= Online charging system =

System for communications service provider to charge users

Online charging system (OCS) is a system allowing a communications service provider to charge their customers, in real time, based on service usage.

==Architecture==
===Event based charging ===
An event-based charging function (EBCF) is used to charge events based on their occurrence rather than their duration or volume used in the event. Typical events are SMS, MMS, purchase of content (application, game, music, video on demand, etc.).

Event-based charging function is used when the CC-Request-Type AVP = 4 i.e. for event request ex: diameter-sms or diameter-.....

Let us consider one example of Event-based charging.
1. Cost of one apple is Rupees 25/-
You pay the amount, take the apple and go. Similarly, if you send a text message it may cost you Rupee 1/- and that's it. You subscribe to Caller Ring Back Tone (CRBT) which costs you Rs.30/- a month irrespective of the number of calls you receive in a month.
So we can term event-based charging as a one-time cost or one-time occurrence cost.

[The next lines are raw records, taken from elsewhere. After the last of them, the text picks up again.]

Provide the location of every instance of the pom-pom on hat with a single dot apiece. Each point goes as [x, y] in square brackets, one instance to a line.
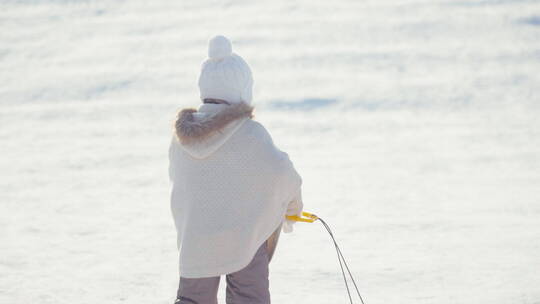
[225, 75]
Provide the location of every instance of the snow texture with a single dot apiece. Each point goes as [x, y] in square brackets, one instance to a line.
[414, 124]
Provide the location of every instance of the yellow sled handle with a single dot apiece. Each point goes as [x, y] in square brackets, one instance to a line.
[306, 217]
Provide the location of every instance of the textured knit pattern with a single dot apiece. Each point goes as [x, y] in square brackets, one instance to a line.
[227, 204]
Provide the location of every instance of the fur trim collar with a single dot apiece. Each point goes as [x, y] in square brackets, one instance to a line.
[190, 129]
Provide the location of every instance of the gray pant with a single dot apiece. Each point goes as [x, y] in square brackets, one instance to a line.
[247, 286]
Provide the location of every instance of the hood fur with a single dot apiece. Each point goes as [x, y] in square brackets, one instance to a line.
[190, 129]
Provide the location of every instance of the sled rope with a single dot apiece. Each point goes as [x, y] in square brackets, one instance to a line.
[310, 218]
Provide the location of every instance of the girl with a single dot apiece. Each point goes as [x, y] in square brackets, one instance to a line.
[231, 187]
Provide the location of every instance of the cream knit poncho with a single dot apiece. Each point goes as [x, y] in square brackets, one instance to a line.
[231, 188]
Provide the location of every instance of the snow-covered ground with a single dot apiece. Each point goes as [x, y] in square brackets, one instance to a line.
[415, 125]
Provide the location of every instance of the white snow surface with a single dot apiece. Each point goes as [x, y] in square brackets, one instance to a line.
[414, 124]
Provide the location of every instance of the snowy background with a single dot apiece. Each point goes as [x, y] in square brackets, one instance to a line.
[414, 124]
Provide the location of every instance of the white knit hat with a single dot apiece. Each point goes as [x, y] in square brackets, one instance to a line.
[225, 75]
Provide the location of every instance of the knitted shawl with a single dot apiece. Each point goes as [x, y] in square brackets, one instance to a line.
[231, 187]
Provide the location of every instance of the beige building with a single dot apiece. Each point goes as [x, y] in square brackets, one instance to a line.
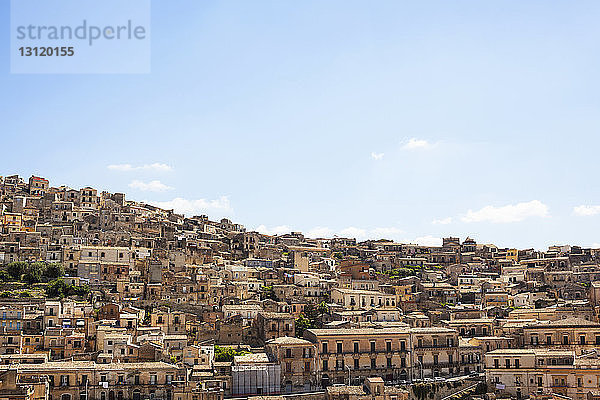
[298, 363]
[350, 355]
[523, 372]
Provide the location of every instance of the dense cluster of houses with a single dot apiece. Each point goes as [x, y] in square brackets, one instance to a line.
[184, 308]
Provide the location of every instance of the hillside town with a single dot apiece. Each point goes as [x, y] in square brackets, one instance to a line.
[106, 298]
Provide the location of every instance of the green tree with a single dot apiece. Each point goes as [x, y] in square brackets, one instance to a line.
[5, 276]
[302, 324]
[16, 270]
[268, 293]
[33, 272]
[53, 271]
[226, 353]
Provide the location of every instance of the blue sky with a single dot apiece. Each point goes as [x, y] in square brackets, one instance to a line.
[407, 120]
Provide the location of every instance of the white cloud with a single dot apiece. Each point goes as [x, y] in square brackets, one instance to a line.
[146, 167]
[387, 233]
[320, 232]
[509, 213]
[354, 232]
[428, 241]
[586, 211]
[276, 230]
[415, 143]
[189, 207]
[152, 186]
[442, 221]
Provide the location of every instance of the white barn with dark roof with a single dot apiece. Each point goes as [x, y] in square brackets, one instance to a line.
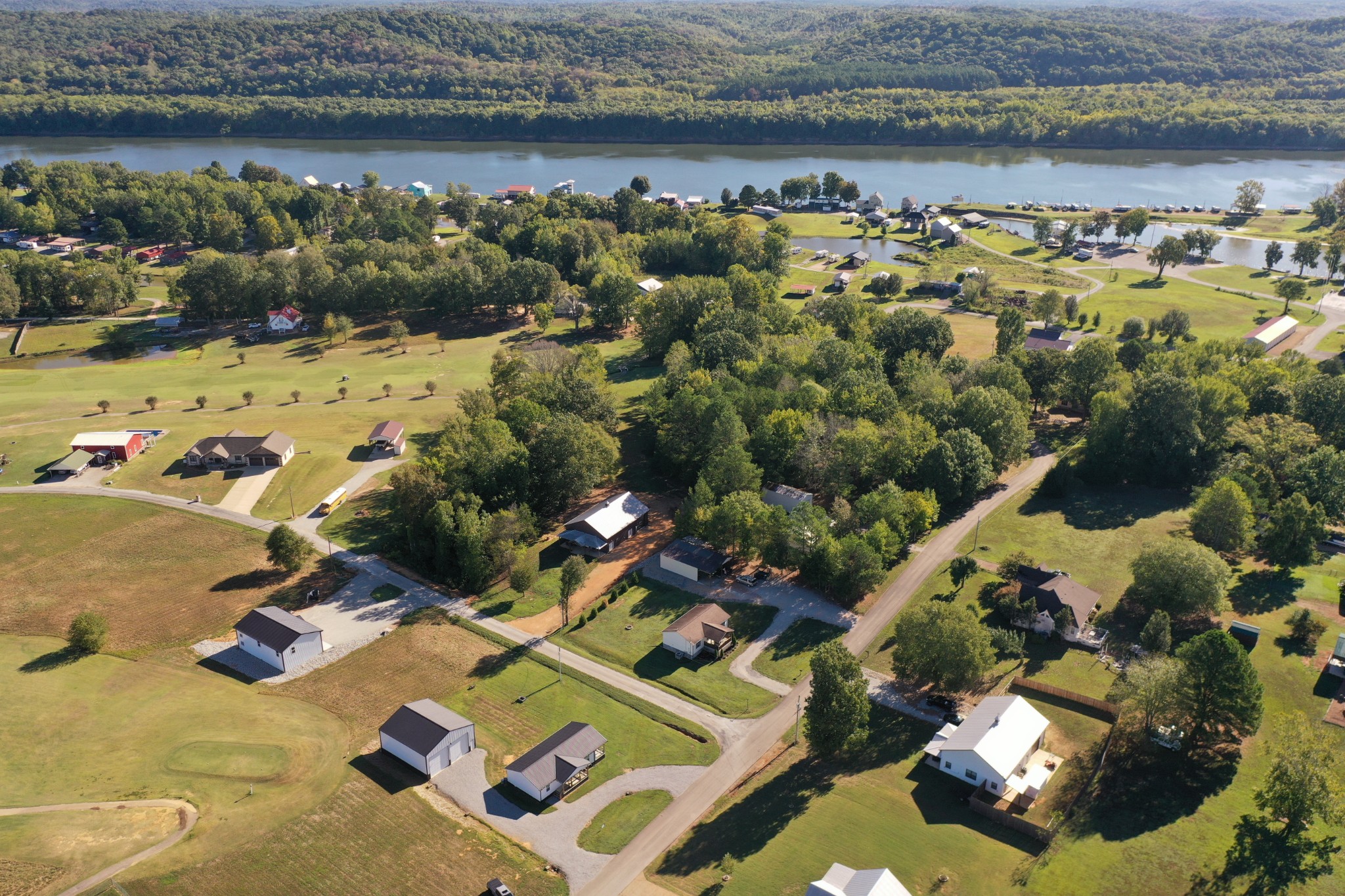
[278, 639]
[560, 763]
[427, 736]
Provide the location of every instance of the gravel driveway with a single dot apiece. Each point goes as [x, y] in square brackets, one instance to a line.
[552, 836]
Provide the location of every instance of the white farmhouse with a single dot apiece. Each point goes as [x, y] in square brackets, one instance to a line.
[703, 629]
[560, 763]
[427, 736]
[286, 320]
[278, 639]
[848, 882]
[998, 747]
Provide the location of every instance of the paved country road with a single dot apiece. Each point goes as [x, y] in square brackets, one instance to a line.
[739, 757]
[186, 820]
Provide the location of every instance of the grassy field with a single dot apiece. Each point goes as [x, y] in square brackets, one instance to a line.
[118, 730]
[973, 336]
[1214, 314]
[373, 836]
[789, 657]
[65, 848]
[618, 822]
[482, 680]
[1254, 281]
[1093, 535]
[628, 637]
[880, 809]
[143, 593]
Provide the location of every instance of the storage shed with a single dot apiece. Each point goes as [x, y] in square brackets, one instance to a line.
[427, 736]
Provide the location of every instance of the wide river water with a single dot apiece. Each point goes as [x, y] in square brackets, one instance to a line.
[934, 174]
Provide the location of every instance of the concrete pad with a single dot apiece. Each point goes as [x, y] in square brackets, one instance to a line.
[248, 489]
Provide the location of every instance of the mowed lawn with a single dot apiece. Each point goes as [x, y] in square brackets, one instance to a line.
[973, 336]
[159, 576]
[54, 851]
[880, 809]
[789, 656]
[1254, 281]
[482, 680]
[1093, 535]
[114, 729]
[272, 370]
[628, 636]
[1214, 314]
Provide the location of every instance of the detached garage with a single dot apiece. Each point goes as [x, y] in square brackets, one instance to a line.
[427, 736]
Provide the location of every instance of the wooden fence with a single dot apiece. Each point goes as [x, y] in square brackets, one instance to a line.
[1101, 706]
[1012, 821]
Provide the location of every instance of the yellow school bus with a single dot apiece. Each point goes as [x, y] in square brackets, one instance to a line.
[332, 501]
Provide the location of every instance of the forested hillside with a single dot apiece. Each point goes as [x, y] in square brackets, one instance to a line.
[682, 73]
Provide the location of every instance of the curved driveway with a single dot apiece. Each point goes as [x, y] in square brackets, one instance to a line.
[186, 820]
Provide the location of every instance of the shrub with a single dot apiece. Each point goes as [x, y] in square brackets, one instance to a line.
[88, 631]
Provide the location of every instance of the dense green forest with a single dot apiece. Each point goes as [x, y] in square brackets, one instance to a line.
[681, 73]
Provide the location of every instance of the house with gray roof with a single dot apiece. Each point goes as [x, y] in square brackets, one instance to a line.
[238, 449]
[427, 736]
[560, 763]
[278, 639]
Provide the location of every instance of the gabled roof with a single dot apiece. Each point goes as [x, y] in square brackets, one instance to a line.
[611, 516]
[386, 430]
[118, 437]
[288, 312]
[703, 621]
[847, 882]
[1055, 590]
[1000, 730]
[560, 756]
[423, 726]
[275, 444]
[275, 628]
[699, 557]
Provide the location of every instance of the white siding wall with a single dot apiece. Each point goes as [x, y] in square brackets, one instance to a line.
[526, 786]
[261, 652]
[965, 759]
[304, 649]
[403, 753]
[677, 566]
[677, 644]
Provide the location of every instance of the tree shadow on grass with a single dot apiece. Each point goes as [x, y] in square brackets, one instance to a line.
[260, 578]
[382, 773]
[1090, 508]
[1143, 788]
[66, 656]
[1264, 590]
[1265, 861]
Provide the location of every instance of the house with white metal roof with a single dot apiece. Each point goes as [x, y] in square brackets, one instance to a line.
[847, 882]
[997, 747]
[607, 524]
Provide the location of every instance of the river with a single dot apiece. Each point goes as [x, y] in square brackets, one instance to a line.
[1105, 178]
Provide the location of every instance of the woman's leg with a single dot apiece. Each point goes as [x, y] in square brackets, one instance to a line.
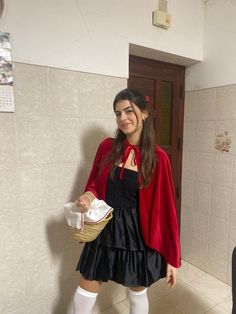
[138, 300]
[85, 296]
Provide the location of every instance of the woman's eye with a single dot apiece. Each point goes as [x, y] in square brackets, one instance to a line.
[128, 111]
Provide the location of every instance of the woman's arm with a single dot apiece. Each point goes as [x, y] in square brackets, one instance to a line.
[171, 276]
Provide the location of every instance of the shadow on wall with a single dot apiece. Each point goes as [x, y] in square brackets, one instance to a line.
[65, 250]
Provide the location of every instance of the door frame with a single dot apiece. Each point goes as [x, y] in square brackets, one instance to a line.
[167, 70]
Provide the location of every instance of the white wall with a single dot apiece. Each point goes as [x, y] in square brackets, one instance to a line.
[219, 57]
[94, 36]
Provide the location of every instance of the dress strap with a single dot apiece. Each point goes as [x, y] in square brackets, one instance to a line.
[137, 157]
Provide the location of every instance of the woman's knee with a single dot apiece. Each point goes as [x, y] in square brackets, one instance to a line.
[90, 285]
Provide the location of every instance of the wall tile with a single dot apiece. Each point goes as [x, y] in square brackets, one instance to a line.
[187, 193]
[188, 165]
[65, 140]
[12, 288]
[34, 140]
[8, 153]
[189, 138]
[222, 170]
[219, 233]
[200, 225]
[232, 245]
[11, 245]
[198, 252]
[200, 105]
[233, 205]
[203, 167]
[37, 275]
[204, 136]
[10, 194]
[202, 197]
[220, 201]
[216, 263]
[229, 126]
[68, 181]
[185, 235]
[234, 175]
[92, 96]
[225, 102]
[30, 90]
[63, 92]
[35, 187]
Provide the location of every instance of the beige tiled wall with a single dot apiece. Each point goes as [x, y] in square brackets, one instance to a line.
[208, 183]
[46, 150]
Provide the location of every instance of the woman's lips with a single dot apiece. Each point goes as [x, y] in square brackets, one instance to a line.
[125, 125]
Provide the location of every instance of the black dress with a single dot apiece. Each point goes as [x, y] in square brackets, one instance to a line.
[119, 253]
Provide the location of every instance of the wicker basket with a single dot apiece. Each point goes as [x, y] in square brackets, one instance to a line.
[90, 230]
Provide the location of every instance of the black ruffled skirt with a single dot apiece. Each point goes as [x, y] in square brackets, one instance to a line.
[119, 253]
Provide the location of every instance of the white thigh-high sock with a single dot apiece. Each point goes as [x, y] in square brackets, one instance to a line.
[138, 302]
[83, 301]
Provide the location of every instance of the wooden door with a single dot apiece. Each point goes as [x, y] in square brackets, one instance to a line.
[163, 85]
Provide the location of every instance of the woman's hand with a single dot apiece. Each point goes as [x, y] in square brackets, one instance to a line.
[84, 202]
[171, 276]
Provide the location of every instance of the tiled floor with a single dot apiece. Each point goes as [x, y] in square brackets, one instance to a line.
[195, 293]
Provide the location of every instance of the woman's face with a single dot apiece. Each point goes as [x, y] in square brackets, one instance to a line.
[129, 118]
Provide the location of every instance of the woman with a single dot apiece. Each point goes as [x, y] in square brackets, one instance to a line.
[140, 244]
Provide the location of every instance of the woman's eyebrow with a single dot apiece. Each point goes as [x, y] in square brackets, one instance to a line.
[123, 109]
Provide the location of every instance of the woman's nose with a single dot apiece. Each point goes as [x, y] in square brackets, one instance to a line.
[122, 115]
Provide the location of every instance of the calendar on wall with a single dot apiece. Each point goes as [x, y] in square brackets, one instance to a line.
[6, 76]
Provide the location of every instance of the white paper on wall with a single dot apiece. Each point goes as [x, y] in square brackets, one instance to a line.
[6, 77]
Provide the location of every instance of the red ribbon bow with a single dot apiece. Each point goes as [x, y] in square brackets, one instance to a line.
[137, 156]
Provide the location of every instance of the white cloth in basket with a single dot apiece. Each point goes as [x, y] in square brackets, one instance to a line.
[97, 212]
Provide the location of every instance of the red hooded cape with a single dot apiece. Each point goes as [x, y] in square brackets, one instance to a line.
[158, 217]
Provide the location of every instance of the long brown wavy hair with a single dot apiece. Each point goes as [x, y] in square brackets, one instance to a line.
[147, 138]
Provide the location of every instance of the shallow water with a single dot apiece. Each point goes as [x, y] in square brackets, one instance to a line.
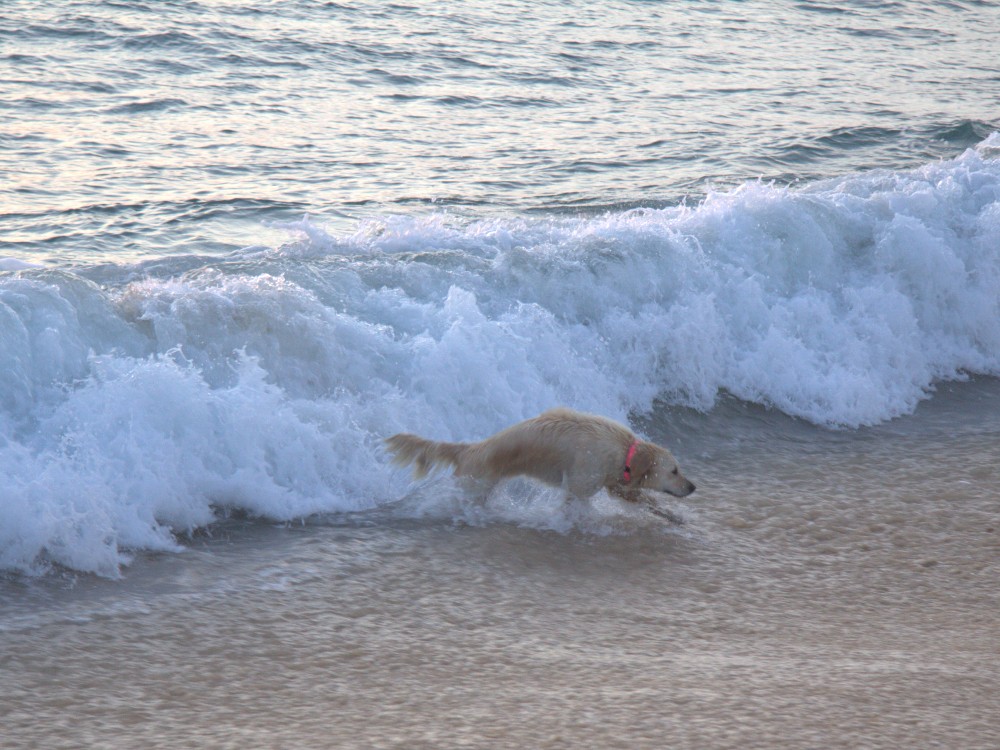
[826, 588]
[765, 235]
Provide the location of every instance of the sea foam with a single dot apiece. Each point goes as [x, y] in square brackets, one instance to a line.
[136, 402]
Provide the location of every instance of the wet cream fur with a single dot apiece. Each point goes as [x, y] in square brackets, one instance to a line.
[581, 453]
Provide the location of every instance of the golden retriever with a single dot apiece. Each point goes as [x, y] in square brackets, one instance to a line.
[581, 453]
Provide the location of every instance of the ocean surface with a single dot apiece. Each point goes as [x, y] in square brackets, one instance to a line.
[242, 242]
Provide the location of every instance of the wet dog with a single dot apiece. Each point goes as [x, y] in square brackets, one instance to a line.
[581, 453]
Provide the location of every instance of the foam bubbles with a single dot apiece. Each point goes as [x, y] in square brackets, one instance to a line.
[133, 410]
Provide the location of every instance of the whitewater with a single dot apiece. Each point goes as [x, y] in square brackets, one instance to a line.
[241, 243]
[141, 401]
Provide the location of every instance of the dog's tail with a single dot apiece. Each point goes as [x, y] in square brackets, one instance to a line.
[423, 454]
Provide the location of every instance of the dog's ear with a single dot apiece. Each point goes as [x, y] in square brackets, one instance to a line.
[642, 463]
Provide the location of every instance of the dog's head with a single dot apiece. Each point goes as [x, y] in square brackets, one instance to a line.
[655, 468]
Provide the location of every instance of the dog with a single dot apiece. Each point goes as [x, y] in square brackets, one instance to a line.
[580, 453]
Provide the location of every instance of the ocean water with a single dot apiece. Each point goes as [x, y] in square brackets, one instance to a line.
[241, 243]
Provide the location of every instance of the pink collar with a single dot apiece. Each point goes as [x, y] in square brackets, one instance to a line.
[627, 474]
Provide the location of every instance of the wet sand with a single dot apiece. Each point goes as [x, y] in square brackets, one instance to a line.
[829, 589]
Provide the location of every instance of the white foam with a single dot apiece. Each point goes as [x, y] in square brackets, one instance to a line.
[131, 412]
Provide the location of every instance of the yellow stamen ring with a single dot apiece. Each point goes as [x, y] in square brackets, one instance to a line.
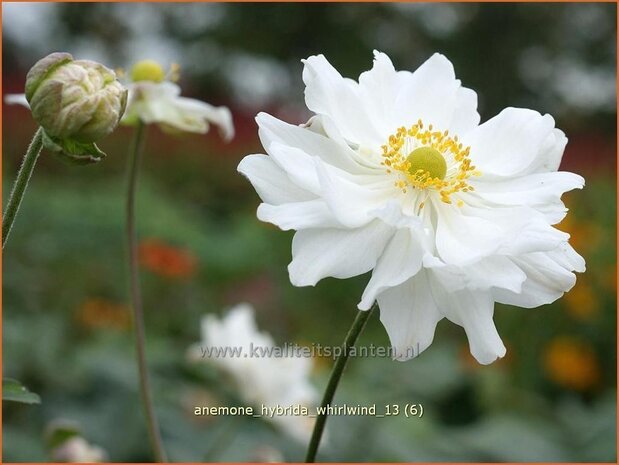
[428, 159]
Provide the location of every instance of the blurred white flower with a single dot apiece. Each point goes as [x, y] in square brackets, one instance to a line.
[395, 174]
[77, 449]
[155, 100]
[261, 379]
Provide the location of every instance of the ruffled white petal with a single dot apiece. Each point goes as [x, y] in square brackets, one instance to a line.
[298, 215]
[270, 181]
[549, 276]
[496, 271]
[535, 190]
[328, 93]
[338, 253]
[340, 155]
[510, 143]
[473, 310]
[161, 103]
[410, 315]
[432, 93]
[400, 261]
[350, 201]
[462, 239]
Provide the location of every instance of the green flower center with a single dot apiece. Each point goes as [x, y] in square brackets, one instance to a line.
[147, 70]
[428, 160]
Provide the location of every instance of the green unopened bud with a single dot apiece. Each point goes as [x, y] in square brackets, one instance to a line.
[80, 101]
[147, 70]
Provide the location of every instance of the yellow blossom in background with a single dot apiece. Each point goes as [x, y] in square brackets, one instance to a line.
[166, 260]
[97, 313]
[572, 364]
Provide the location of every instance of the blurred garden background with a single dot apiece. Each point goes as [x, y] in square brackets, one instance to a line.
[66, 321]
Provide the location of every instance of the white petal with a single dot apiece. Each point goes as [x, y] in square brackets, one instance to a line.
[537, 189]
[410, 315]
[465, 117]
[400, 261]
[462, 239]
[298, 215]
[379, 87]
[16, 99]
[339, 253]
[551, 153]
[350, 202]
[337, 154]
[510, 143]
[270, 181]
[160, 103]
[523, 229]
[549, 276]
[328, 93]
[298, 165]
[473, 310]
[191, 109]
[494, 271]
[432, 94]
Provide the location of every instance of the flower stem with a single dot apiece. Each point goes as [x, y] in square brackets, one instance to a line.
[21, 183]
[136, 297]
[334, 380]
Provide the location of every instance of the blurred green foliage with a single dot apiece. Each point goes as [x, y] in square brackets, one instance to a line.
[65, 316]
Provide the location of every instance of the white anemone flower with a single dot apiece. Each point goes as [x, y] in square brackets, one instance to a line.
[261, 378]
[395, 174]
[156, 100]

===Session based charging ===

The session based charging function (SBCF) is responsible for online charging of network / user sessions, e.g. voice calls, IP CAN bearers, IP CAN session or IMS sessions.

Let us consider an example for session-based charging.
Utility services like electricity or water is charged based on overall usage, for a certain time duration.
You consume 'x' units of power in a month and pay for units consumed in that month. The usage may vary month to month and hence the charges. Similarly for consuming water, etc.
Hence, charging based on how much one consumes is termed as metered charging or session-based charging.

====Account and balance management ====
The account balance management function (ABMF) is the location of the subscriber’s account balance within the OCS.